In community studies, 17–24% of overweight men had polysomnographic evidence of SDB (≥5 events/h), and 3–4% had the sleep apnea syndrome (defined as ≥5 or ≥10 events/hr with symptoms of daytime sleepiness) [1], [39]. In healthy, predominantly obese (mean BMI = 30.5 kg/m2), middle-aged men, the prevalence of SDB was higher at 62% in one study [41]. In the present study, although HIV+ men had prevalences of SDB and sleep apnea syndrome (72% and 19%, respectively) that were comparable to what is reported in moderate to severely obese men [41], [42], these prevalences were not significantly different from those of the HIV− men (87% and 27%, respectively). The higher prevalence of SDB in the HIV− men compared to HIV+ men may be partially explained by the higher BMI (28.6 vs. 25.4 kg/m2) and age (53.7 vs. 49.9 years old). However, HIV− men had higher prevalences and severity of SDB and oxygen desaturation than community-dwelling men from the Sleep Heart Health Study (SHHS) matched on age, BMI, and race. Taken together, these data indicate that the HIV− men studied from the MACS are not representative of the general population of men and are at higher risk for SDB. This higher risk could be due to known and unknown factors related to lifestyle or cohort membership that increased the prevalence of SDB for the entire cohort, regardless of HIV status. For example, use of illicit drugs (33–46% prevalences in the three study groups), hepatitis C infection (21–37%), and former and current smoking (72–84%) were factors that were elevated across the groups compared to the general population. The possibility that all MACS participants are at increased risk of SDB merits further investigation.

Although there was a higher prevalence of SDB in HIV− men, several observations suggest that HIV infection and/or HAART exposure may increase the prevalence of SDB and that this effect may have been obscured by the differences in BMI and age between HIV+ and HIV− men. First, among HIV+ men, lipohypertrophy – a common consequence of HAART exposure - was independently associated with moderate-to-severe SDB (OR 3.7; 95% CI: 1.0–11.0). Visceral adiposity is associated with an increased risk for SDB [23]. Second, the prevalence of SDB was significantly higher in the HIV+/HAART− men with prior HAART exposure than in those who were truly HAART-naive (90.0% vs. 57.1%; p = 0.02); this might be due to the persistence of HAART-related lipodystrophy after discontinuation of HAART [43]. However, there was no evidence that HAART use affected the severity of SDB, which may reflect opposing effects of HAART in stimulating visceral adiposity but also reducing HIV-mediated inflammation [15], [16]. Finally, in non-obese men, the median RDI was higher in the HIV+/HAART− men (15.5 events/h) than in the HIV+/HAART+ (7.7 events/h) and the HIV− (8.2 events/h) men; this finding was of borderline statistical significance (p = 0.06), possibly due to the smaller sample size. Although these observations must be interpreted cautiously, the possibility that HIV+ men have a higher prevalence of SDB at a lower BMI than HIV− men requires further investigation.

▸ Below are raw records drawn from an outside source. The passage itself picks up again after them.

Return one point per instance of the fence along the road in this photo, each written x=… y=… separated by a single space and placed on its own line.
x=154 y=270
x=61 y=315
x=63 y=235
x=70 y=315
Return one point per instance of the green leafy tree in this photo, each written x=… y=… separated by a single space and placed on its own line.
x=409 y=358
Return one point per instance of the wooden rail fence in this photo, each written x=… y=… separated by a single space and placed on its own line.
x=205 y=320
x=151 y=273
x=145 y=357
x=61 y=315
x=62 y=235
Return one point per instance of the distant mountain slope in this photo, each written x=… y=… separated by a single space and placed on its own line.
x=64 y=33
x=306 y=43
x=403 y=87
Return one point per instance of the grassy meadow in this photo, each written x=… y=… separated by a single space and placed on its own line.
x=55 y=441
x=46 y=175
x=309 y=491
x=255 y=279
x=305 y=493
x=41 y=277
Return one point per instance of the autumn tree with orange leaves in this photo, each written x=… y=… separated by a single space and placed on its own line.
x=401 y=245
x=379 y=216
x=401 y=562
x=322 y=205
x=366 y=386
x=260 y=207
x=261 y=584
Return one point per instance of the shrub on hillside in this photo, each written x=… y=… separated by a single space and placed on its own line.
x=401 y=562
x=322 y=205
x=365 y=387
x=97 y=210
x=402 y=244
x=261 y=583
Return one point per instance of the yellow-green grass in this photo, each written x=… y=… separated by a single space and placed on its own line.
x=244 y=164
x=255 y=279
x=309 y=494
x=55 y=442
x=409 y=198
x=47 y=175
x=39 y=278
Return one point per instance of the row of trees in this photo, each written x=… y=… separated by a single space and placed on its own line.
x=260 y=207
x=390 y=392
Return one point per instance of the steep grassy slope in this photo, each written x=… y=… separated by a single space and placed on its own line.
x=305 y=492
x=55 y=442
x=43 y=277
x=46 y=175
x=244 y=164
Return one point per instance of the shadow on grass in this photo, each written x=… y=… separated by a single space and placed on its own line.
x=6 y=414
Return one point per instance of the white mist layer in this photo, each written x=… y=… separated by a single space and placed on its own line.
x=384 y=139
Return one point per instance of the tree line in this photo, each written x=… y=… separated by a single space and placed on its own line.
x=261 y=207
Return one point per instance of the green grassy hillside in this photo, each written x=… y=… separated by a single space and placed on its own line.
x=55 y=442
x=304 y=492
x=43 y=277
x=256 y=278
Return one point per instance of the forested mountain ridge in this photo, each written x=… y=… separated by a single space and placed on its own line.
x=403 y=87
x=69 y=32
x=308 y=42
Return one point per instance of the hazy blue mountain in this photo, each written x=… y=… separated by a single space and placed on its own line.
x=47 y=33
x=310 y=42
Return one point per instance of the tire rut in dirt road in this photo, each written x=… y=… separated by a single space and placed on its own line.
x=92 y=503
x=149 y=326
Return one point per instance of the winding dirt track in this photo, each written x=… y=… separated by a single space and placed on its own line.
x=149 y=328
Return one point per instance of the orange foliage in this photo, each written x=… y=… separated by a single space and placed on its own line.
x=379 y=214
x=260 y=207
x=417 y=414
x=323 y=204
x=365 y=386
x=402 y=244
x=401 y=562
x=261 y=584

In general, the two primary mechanisms by which SDB develops are alterations in pharyngeal anatomy and blunted neuromuscular control of the upper airway [44][47]. HIV infection and HAART exposure both could contribute to both of these mechanisms. HIV infection may predispose to SDB either through adenotonsillar hypertrophy, which narrows the airway, [15], [16], but is uncommon since the advent of HAART, or through increased systemic production of somnogenic cytokines such as TNF-α and IL-1β [6], [48][50], which act through neural mechanisms [23]. We recently reported preliminary evidence that elevated plasma HIV viral loads and serum C-reactive protein concentrations were independently associated with moderate-to-severe SDB [51]. Further support for this inflammatory mechanism comes from the finding that etanercept, a TNF-α inhibitor, reduced RDI and sleepiness, and lowered serum IL-6 levels [52]. While this mechanism might have been operative in the HIV+/HAART− group, it is likely to be less important in the HIV+/HAART+ group, nearly all of whom had undetectable plasma HIV RNA concentrations. HAART-associated lipodystrophy, particularly visceral adiposity, may increase susceptibility for SDB through a narrowed pharyngeal airway [53], [54] , as was confirmed by computed tomography in a case report of one patient [15]. HAART-induced visceral adiposity is also associated with increased concentrations of inflammatory adipokines [55][61], which may depress the central nervous system and neuromuscular control of the upper airway [23], [24].

Sleepiness, Fatigue, and Sleep architecture in HIV infection

Excessive sleepiness was roughly equally common (25–30%) in all three study groups. Men with moderate-to-severe SDB were more likely than men with mild SDB to have sleepiness. One notable finding was that excessive sleepiness was associated with SDB as defined by the RDI, but not as defined using the AHI. Since recurrent arousals are well known to result in sleepiness [31][34], this disparity most likely reflects the fact that the RDI includes respiratory-related arousals in its definition, while the AHI definition does not.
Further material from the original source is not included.